When the original Mk1 VW Touareg was released in 2002, CAR Magazine drove it across North Africa and even let the real Tuareg tribespeople have a go in it across the Sahara. Now our own Georg Kacher has had a go in the latest hybrid version.
4×4=bad, but hybrid 4×4=good?
This is the first VW to use the same hybrid technology as the Porsche Cayenne. The big VW has the same Audi-sourced 3.0-litre supercharged petrol V6 from the S4, supplemented by a 46bhp electric motor.
The parallel system allows the usual hybrid party piece of two miles of silent wafting up to 30mph, but also works at high speed, decoupling the petrol engine under a trailing throttle at speeds of up to 100mph. This clever tech silences the usual hyrbid critics, who often gloat that most hybrid systems are useless during motorway cruises.

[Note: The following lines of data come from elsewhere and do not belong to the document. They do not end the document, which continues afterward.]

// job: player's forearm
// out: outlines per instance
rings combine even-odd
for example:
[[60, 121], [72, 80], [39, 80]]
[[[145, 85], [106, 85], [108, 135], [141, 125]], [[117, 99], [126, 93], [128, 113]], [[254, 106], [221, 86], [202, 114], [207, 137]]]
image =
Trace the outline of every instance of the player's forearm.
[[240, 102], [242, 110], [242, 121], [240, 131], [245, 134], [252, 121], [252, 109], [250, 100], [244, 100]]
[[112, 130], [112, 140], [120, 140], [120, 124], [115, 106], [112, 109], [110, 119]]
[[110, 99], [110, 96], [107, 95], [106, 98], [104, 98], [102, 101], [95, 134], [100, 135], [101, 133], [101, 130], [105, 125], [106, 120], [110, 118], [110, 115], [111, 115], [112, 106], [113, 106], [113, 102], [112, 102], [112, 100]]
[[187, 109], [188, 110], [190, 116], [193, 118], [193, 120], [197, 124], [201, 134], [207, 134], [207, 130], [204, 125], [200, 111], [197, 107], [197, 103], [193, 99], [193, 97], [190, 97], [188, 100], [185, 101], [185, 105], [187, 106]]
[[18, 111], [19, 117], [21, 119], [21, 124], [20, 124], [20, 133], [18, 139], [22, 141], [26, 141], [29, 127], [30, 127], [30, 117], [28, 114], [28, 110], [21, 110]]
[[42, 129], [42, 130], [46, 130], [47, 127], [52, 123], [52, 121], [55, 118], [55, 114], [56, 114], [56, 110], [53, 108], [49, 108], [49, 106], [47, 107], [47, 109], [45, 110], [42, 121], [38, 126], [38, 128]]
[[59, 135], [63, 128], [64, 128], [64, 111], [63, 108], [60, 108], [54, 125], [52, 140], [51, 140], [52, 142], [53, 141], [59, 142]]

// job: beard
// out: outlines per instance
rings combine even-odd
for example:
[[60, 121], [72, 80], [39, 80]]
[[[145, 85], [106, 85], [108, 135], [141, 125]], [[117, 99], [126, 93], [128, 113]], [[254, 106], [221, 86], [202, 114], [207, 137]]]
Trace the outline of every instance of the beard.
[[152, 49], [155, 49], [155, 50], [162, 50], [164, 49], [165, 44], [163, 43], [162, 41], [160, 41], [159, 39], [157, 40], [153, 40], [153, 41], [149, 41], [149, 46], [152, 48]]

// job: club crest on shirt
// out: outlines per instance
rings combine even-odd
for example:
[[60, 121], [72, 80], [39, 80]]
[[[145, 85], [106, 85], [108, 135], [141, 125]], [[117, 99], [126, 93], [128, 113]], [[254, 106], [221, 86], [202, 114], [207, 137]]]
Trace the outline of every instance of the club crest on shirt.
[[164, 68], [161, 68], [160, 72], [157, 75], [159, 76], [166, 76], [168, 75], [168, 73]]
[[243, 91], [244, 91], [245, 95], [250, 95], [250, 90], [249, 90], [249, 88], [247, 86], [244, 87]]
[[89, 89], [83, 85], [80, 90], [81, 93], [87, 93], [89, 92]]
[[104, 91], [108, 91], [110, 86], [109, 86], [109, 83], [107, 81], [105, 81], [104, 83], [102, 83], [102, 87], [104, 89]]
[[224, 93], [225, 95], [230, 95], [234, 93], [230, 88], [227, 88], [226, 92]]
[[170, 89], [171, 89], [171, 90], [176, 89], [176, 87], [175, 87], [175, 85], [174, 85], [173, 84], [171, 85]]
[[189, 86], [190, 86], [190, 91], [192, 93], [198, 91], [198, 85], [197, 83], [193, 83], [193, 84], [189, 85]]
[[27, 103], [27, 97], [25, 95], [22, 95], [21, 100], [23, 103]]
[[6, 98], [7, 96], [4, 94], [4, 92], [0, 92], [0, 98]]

VW Touareg Hybrid: the new oily bits
The new Touareg is more than just a cosmetic facelift. Underneath, 47kg has been saved from the suspension largely through substituting aluminium for the previous car’s steel. Further changes include wider front and rear tracks and 72 extra litres in the boot. The cabin has also been stretched, updated and redesigned, creating a more functional, better equipped place to sit.
On the road, VW’s engineers have provided us with a car that is almost unrecognisable compared with the last model. Body roll is minimal, with pitch and yaw all but eliminated due to chunkier anti-roll bars. Equally, early understeer and brake dive have been culled. Steering is still on the light side, but is more direct and easier to moderate than the previous generation.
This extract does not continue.